Mark's Market Talk for April 1, 2024

Apr 01, 2024

The USDA released their 2024 planting intentions report last Thursday. Every year this report contains at least 1 item that sticks out like a sore thumb. This year it was the expected corn acres. The trade was expecting a number around 91.8 million acres, compared to 94.6 planted last year. The USDA’s number was 90 million acres, a drop of 4.6 million from last year. Their bean acre number matched the trade perfect at 86.5 million acres versus 83.6 last year, an increase of 2.9 million acres. Their wheat acres of 47.5 million acres almost matched the trades number and is about 2 million less than last year. If you add up all 3 crops up, you come up short about 3.3 million acres. Cotton is doing well so you might think they swiped a lot of acres. Not really, it gained 4% more acres which accounted to about 400,000 acres. This report did not address CRP, but those numbers have stayed mostly steady. So, there may be 2 to 3 million acres not accounted for and we may not know where they went until the June 28th acre report. The stocks report showed 100 million less corn than expected and 15 million more bushels of beans. An interesting part of the stocks is the amount of grain stored on farms compared to last year. The report shows 24% more corn and beans both on farm and 2 or 3 percent less in commercial storage. We all question how they arrive at these numbers.

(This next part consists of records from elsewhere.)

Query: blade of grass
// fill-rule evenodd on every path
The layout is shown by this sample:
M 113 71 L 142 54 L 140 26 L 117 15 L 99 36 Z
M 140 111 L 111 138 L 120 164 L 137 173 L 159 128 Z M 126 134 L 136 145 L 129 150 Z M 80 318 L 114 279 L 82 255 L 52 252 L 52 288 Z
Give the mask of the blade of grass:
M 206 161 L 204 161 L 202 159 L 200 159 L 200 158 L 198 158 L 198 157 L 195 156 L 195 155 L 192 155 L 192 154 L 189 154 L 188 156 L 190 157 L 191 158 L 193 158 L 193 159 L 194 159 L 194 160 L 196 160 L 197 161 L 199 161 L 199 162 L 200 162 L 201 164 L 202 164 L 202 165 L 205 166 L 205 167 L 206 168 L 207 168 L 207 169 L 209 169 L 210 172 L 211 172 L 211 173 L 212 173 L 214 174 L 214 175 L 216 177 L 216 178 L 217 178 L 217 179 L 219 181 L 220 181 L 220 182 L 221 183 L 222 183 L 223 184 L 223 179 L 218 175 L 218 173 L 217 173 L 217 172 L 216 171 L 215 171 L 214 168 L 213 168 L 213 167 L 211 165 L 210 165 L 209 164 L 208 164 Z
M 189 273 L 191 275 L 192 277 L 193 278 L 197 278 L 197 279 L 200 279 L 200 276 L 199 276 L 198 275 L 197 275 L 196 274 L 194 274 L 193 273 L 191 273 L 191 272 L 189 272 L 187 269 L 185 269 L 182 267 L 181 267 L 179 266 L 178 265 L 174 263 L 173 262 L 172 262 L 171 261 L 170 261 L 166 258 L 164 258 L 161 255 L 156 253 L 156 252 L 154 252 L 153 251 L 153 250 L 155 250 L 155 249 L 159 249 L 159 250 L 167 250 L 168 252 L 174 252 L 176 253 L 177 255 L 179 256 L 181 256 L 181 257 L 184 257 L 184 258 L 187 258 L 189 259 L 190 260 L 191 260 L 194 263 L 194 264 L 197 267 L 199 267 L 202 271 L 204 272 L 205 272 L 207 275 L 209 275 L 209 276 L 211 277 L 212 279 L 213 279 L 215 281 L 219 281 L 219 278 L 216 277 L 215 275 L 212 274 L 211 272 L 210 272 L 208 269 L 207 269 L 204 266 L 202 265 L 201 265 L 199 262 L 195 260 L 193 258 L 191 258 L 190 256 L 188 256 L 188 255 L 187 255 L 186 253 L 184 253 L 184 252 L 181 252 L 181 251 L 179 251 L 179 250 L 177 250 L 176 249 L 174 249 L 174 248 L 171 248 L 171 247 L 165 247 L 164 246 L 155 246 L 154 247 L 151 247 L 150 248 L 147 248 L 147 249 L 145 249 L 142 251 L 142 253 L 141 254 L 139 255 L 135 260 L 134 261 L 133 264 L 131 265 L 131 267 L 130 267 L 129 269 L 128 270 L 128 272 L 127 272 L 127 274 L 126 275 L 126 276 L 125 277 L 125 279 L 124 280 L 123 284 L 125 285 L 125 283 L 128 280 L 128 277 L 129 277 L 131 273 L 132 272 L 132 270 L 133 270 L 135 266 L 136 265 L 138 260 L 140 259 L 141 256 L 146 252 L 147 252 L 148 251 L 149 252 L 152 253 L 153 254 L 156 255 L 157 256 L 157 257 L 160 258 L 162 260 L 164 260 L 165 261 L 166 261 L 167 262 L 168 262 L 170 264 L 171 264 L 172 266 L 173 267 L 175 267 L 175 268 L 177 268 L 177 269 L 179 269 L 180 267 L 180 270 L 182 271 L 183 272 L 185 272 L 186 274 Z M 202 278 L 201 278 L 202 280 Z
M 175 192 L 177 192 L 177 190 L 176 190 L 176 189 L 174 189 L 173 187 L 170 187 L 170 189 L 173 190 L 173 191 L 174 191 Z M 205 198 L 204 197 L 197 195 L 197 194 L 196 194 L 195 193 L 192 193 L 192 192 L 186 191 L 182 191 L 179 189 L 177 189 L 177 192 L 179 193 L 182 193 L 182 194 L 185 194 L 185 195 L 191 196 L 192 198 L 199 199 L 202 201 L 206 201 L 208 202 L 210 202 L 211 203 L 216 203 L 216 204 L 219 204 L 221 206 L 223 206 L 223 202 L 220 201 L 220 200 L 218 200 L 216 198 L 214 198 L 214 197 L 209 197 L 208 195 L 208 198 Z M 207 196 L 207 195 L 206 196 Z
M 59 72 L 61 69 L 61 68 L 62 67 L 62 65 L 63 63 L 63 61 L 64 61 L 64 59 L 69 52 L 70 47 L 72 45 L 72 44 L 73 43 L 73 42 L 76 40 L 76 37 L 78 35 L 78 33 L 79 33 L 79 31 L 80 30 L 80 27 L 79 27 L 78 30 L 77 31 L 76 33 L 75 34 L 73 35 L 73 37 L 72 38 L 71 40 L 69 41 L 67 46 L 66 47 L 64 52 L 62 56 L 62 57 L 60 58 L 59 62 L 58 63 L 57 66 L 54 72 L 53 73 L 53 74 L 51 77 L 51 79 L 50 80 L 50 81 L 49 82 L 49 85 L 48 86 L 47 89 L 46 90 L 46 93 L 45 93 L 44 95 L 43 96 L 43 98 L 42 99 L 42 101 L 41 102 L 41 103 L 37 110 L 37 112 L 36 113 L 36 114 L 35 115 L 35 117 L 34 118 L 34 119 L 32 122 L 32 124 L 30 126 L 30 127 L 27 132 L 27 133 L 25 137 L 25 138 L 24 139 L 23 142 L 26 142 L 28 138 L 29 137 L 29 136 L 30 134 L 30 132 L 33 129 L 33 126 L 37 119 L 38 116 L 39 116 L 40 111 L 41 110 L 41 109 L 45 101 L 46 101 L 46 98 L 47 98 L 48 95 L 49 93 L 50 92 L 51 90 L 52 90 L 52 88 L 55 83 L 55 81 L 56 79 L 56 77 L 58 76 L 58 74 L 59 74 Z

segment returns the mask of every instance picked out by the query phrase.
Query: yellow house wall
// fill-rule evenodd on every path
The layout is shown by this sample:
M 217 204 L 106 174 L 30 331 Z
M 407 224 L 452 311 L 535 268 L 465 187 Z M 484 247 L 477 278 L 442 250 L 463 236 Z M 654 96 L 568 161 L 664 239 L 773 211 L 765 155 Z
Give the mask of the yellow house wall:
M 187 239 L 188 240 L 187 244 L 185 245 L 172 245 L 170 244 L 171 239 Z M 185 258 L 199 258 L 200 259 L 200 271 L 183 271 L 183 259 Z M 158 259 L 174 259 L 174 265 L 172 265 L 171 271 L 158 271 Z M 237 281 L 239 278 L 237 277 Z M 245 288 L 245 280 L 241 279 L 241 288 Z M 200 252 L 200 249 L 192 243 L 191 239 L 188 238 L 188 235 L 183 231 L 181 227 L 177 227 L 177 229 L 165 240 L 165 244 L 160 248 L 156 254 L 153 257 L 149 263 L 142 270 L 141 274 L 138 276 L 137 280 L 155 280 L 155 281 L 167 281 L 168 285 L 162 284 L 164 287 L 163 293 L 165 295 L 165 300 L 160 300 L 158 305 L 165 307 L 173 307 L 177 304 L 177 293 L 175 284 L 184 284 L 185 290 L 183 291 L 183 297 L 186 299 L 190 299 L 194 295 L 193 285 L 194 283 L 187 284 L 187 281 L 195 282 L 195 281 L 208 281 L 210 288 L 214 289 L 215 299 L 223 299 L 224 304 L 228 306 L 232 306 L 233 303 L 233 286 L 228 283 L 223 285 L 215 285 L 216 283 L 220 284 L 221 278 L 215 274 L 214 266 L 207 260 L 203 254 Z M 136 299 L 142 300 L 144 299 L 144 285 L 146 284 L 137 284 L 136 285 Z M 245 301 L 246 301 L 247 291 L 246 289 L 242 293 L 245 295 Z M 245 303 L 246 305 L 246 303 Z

Farmers rarely fill out the questionnaires they receive in the mail so it might be easy to say these storage numbers are a shot in the dark. It seems we have had trouble balancing our inventories for several years, and we probably won’t be any better this year. Back to the corn acres. Once this report was released corn on the board went up 20 to 22 cents and settled 15 higher for the day. You would think if the trade truly believed the 90 million acres, we would have gone higher. Granted Friday was a holiday, so the board was closed for 3 days, perhaps this played a role. Another point is with the number of shorts in the corn trade we should have seen more short covering. However big-time traders can be hard to understand. Now we will concentrate on trading our spring weather as we head into the planting season. At the end of last week corn was 3 higher while beans lost a penny. It didn’t look like a lot of action for a report week trade.